• Sterling-dollar volatility rises most since March this week
  • Gap between BOE and Fed rate moves widens to almost a year

The biggest jump in pound volatility since March this week shows investors are bracing for a wild ride into 2016 as the outlooks for U.K. and U.S. monetary policy diverge.

For a currency that’s not generally prone to large price swings, sterling had an eventful week. It slid to the lowest level against the dollar since April on Friday after the BOE damped wagers it’s moving closer to raising interest rates and a pickup in U.S. employment bolstered the case for an imminent increase by the Federal Reserve.

With little in terms of BOE policy makers’ speeches due next week, British jobs data due on Nov. 11 may be the pound’s main driver, said Ned Rumpeltin, European head of currency strategy at Toronto-Dominion Bank in London.

“While we do believe the sequencing of the Fed first, followed by the BOE second, it appears now there’s more of a gulf between those two than perhaps there was,” Rumpeltin said. “It leaves the pound in a much more complex backdrop” and investors’ focus will “shift very quickly” to domestic events.

Three-month implied volatility for the pound versus the dollar, a measure of anticipated price swings based on options, climbed to 7.98 percent as of 6:30 p.m. in London on Friday, from 6.94 percent a week before. That’s set for the highest end-of-day level since September.

The pound fell 2.5 percent this week to $1.5036, after reaching its lowest level since April 23. It touched a 2 1/2-month high of 70.42 pence per euro on Thursday, before paring its gains and ending the week at 71.38 pence.

BOE Governor Mark Carney dealt a blow to sterling bulls on Nov. 5 by signaling that the U.K. isn’t yet ready for tighter policy. Across the Atlantic, U.S. payrolls for October beat the most optimistic forecast in a Bloomberg survey, encouraging speculation the central bank in the world’s largest economy is pulling away from its U.K. counterpart.

Forward contracts based on the sterling overnight index average, or Sonia, indicated that a full quarter-point boost to the BOE’s main rate won’t come until November 2016. Futures pointed to a 70 percent chance of the Fed increasing borrowing costs next month.

Treasury yields rose as a U.S. rate increase became more probable, dragging up yields on government bonds around the world.

The 10-year gilt yield climbed 12 basis points, or 0.12 percentage point, to 2.04 percent this week, after reaching the highest since July. The 2 percent bond due in September 2025 fell 1.04, or 10.40 pounds per 1,000-pound face amount, to 99.66.

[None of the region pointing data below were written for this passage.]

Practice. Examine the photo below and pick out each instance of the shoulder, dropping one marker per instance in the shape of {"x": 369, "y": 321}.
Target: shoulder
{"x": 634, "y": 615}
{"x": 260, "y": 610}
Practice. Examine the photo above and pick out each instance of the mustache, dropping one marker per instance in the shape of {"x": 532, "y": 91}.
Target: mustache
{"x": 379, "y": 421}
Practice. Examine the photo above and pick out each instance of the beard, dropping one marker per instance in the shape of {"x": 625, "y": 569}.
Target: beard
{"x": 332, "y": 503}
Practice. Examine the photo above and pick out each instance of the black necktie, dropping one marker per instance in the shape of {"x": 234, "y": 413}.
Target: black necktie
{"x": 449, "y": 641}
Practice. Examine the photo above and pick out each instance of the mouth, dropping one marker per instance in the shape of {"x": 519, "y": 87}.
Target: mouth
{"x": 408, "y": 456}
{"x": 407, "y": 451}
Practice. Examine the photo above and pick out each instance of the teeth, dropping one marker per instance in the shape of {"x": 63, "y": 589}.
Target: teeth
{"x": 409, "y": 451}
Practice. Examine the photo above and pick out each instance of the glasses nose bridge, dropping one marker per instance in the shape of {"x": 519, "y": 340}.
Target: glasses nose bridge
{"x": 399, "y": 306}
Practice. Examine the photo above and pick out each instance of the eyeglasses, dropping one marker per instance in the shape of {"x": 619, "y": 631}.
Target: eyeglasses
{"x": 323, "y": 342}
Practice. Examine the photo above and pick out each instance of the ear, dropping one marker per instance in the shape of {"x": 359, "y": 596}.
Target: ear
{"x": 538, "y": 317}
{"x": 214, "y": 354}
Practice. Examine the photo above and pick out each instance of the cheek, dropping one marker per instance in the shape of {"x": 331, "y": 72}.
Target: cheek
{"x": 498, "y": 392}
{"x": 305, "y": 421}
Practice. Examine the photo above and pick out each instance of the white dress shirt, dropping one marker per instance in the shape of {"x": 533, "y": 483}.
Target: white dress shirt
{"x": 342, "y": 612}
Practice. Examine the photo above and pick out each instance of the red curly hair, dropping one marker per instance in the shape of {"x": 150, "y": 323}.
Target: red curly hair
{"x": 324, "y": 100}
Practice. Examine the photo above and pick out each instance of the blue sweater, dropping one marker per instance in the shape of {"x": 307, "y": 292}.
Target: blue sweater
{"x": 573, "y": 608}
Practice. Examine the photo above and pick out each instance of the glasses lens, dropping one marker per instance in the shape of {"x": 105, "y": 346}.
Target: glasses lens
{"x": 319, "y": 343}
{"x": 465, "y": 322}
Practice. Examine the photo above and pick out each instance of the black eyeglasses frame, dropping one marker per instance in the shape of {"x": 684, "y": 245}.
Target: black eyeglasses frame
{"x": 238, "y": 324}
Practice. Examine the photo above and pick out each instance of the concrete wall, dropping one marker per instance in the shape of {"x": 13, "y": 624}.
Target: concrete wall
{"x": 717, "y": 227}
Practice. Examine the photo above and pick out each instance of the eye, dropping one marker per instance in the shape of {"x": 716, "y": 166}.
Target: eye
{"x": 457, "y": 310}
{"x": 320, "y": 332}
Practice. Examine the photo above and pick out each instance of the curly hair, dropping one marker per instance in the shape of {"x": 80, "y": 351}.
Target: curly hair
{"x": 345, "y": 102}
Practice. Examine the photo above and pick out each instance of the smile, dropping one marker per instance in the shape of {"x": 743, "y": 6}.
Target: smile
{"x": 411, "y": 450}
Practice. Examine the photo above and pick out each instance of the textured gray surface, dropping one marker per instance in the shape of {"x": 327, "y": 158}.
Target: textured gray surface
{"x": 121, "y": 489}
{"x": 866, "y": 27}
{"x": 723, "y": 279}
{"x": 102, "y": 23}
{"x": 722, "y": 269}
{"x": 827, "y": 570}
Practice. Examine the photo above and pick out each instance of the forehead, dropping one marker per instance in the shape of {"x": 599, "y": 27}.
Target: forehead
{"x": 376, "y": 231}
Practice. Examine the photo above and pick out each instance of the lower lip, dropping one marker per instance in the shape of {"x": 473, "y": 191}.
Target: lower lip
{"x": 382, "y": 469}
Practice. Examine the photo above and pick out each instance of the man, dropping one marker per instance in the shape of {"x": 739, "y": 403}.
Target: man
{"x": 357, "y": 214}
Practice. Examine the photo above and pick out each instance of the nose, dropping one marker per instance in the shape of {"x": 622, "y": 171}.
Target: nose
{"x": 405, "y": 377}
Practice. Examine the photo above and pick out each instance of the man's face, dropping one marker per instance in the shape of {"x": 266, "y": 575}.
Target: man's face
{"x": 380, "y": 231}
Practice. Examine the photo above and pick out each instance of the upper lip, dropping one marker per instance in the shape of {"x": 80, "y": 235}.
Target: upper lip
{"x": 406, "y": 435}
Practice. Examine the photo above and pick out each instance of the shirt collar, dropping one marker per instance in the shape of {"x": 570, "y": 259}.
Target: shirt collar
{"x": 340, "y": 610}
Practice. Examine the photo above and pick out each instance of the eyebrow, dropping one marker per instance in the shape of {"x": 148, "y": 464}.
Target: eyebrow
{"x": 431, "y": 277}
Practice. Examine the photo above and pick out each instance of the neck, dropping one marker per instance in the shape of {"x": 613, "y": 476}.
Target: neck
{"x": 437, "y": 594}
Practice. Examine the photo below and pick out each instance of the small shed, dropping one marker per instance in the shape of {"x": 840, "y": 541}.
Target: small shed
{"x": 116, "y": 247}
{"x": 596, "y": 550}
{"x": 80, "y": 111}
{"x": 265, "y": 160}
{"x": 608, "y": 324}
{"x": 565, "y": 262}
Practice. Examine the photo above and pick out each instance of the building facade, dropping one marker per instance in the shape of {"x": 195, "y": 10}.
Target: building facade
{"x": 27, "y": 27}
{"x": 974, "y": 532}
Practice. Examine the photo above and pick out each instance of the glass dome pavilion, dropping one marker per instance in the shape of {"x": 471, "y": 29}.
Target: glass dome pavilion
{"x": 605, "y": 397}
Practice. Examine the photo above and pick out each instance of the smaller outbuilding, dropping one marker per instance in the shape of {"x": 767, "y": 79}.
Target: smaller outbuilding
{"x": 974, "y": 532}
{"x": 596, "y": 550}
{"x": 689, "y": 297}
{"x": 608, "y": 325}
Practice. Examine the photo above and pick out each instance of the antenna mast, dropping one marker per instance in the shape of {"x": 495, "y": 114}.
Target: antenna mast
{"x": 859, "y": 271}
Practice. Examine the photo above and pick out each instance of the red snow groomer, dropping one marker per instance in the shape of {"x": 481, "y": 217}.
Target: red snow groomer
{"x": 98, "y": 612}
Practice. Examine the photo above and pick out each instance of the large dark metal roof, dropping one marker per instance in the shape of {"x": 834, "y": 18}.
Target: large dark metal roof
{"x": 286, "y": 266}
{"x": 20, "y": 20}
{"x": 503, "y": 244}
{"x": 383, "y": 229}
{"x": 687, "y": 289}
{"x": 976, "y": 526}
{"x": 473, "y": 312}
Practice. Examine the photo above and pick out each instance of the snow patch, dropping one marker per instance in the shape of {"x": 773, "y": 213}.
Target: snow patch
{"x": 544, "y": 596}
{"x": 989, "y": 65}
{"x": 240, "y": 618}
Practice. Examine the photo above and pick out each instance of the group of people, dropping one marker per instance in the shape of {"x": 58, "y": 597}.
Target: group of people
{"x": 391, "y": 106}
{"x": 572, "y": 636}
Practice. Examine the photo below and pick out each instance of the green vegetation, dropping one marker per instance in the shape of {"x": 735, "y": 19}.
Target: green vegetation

Andreas Koenig, the Dublin-based head of European foreign-exchange at Pioneer Investments, said a gap of almost a year between the two central banks raising rates is “too wide,” while adding he’s wary of the pound in the short term.

“We stay away from sterling for now,” he said. “We think the currency will come under further pressure in the near term after the market was caught off guard by the dovish comments from the Bank of England.”